Home Politic episode hukum baru, Canal+ dan beIN mengajukan banding ke LFP

episode hukum baru, Canal+ dan beIN mengajukan banding ke LFP

7
0


Canal+ dan beIN Sports akan mengajukan banding ke Pengadilan Kasasi atas perselisihan hukum yang sudah berlangsung lama antara mereka dan LFP mengenai kontrak yang ditandatangani dengan Amazon Prime Video pada Juni 2021, AFP mengetahui pada hari Minggu dari sumber yang dekat dengan kasus tersebut, yang mengonfirmasi informasi dari L’Equipe. Pada pertengahan Januari, permintaan kedua saluran tersebut, yang mengklaim hampir 660 juta euro dari Liga Sepak Bola Profesional karena “penyalahgunaan diskriminasi”, ditolak setelah dua keputusan oleh Pengadilan Banding di Paris.
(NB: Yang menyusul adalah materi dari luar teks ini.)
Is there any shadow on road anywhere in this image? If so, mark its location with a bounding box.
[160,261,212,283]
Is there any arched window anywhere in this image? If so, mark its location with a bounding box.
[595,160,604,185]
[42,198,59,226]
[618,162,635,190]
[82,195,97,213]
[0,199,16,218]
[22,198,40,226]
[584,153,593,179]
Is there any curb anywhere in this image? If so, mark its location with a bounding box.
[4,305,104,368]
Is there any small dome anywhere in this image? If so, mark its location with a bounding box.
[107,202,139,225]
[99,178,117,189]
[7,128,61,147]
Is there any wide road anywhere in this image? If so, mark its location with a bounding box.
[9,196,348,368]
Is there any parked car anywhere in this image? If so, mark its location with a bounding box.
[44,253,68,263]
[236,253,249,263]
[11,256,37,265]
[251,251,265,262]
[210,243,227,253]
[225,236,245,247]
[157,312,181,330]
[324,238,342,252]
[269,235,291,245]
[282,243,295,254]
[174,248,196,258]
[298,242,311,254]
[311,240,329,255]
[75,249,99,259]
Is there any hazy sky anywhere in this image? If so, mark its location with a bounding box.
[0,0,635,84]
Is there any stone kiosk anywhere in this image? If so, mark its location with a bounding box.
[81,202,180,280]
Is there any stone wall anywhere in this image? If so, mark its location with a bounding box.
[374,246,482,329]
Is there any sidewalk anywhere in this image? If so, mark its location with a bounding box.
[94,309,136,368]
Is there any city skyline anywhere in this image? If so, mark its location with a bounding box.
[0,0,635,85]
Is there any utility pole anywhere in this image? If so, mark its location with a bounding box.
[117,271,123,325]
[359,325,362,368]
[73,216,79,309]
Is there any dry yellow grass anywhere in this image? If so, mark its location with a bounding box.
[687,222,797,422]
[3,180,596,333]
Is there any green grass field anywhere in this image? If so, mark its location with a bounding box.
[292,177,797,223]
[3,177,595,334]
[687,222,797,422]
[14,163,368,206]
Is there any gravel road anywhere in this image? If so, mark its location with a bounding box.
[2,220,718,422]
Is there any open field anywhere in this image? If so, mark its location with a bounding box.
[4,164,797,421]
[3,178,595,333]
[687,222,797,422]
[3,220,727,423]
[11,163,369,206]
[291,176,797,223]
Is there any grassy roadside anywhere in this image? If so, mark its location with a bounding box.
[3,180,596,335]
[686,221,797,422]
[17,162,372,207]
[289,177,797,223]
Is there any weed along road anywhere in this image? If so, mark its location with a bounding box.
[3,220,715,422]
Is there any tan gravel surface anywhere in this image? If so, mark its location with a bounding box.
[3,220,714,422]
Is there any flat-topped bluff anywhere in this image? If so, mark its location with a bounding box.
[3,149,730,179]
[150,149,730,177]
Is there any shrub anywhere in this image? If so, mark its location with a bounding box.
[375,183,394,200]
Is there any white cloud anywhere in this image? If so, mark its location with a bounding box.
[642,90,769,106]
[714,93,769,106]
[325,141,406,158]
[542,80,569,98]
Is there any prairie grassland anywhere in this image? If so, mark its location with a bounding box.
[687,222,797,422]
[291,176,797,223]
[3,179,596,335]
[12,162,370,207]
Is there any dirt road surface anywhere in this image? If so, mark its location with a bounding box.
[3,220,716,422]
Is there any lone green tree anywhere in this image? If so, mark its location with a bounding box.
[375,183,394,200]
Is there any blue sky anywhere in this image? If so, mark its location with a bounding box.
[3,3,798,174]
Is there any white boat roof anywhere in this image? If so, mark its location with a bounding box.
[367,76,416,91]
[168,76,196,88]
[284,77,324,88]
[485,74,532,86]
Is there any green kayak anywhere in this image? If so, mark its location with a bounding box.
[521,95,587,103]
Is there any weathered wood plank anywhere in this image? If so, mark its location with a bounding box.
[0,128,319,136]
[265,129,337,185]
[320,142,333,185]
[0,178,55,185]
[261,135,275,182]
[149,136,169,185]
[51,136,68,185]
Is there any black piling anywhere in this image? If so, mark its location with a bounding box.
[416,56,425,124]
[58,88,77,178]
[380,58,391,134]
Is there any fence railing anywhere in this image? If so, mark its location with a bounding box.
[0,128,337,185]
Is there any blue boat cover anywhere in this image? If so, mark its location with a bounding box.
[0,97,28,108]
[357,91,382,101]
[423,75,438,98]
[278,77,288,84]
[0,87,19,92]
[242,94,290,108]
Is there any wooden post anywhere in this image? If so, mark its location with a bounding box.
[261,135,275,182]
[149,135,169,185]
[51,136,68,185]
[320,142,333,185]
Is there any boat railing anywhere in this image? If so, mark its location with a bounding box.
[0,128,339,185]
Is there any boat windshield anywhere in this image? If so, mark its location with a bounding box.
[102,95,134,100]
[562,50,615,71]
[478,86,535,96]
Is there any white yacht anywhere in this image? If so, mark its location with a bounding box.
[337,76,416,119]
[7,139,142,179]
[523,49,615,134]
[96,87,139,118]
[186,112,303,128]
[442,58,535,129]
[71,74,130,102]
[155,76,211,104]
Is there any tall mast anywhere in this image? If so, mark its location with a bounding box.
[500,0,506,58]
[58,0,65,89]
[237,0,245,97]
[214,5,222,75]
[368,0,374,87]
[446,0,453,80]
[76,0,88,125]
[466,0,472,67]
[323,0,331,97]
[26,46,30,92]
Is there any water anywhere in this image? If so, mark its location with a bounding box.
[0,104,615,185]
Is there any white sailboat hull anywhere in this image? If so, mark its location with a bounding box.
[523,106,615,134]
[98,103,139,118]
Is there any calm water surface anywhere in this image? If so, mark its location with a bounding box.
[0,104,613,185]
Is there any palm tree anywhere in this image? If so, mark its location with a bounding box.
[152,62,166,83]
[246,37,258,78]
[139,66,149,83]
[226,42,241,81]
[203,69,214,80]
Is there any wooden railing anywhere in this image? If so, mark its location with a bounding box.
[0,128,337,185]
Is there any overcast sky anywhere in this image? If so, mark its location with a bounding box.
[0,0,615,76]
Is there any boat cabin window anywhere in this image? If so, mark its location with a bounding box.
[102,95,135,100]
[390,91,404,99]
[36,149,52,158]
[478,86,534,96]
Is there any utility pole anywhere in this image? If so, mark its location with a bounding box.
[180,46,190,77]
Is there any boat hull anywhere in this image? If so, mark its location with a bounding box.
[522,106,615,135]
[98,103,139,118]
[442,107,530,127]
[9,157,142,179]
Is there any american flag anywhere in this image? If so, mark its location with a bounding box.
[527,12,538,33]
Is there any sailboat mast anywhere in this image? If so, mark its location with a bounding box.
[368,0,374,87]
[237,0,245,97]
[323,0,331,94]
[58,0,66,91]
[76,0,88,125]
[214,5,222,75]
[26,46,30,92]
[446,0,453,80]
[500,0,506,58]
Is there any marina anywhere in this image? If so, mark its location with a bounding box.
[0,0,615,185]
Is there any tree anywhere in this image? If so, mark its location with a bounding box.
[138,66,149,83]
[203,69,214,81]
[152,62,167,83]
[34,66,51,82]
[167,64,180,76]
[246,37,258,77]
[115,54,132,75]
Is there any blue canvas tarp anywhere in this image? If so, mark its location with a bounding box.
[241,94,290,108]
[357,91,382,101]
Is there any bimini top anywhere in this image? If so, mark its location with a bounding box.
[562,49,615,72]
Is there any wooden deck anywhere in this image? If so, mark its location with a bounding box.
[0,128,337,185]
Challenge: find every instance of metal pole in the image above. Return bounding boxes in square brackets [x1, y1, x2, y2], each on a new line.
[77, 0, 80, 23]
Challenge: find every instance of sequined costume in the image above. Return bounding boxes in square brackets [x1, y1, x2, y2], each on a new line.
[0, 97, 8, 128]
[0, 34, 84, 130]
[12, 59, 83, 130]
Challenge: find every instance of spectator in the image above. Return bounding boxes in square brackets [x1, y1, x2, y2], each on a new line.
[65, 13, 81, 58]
Mereka telah berkonflik dengan LFP sejak pemberian hak siar Ligue 1 kepada Prime Video, saluran Amazon, pada Juni 2021, menyusul kegagalan Mediapro, yang memperoleh hak utama pada tahun 2018 seharga 784 juta euro setahun sebelum gagal bayar.

Dua puluh keputusan hukum yang mendukung LFP

Menyusul keputusan Pengadilan Yudisial, Otoritas Persaingan dan Pengadilan Niaga, Pengadilan Banding Paris mengeluarkan dua keputusan yang memenangkan LFP, membenarkan keputusan tingkat pertama pada bulan September 2023. Ini adalah keputusan pengadilan ke-19 dan ke-20 yang memenangkan LFP, kata pengadilan.

Kedua saluran tersebut meyakinkan bahwa LFP telah melakukan “penyalahgunaan diskriminasi” dengan memberikan Prime Video hak siar untuk 80% pertandingan musim 2021-22 hingga 2023-24 (sebelumnya dimiliki oleh Mediapro) dengan jumlah 250 juta euro per musim, sekaligus harus menayangkan pertandingan lot 3 (disiarkan dua pertandingan per hari dari L1), diperoleh pada tahun 2018 seharga 332 juta euro per musim. BeIN Sports, pemenang pertama Lot 3 periode 2020-24, telah mensublisensikan haknya kepada Canal+ dengan harga yang sama.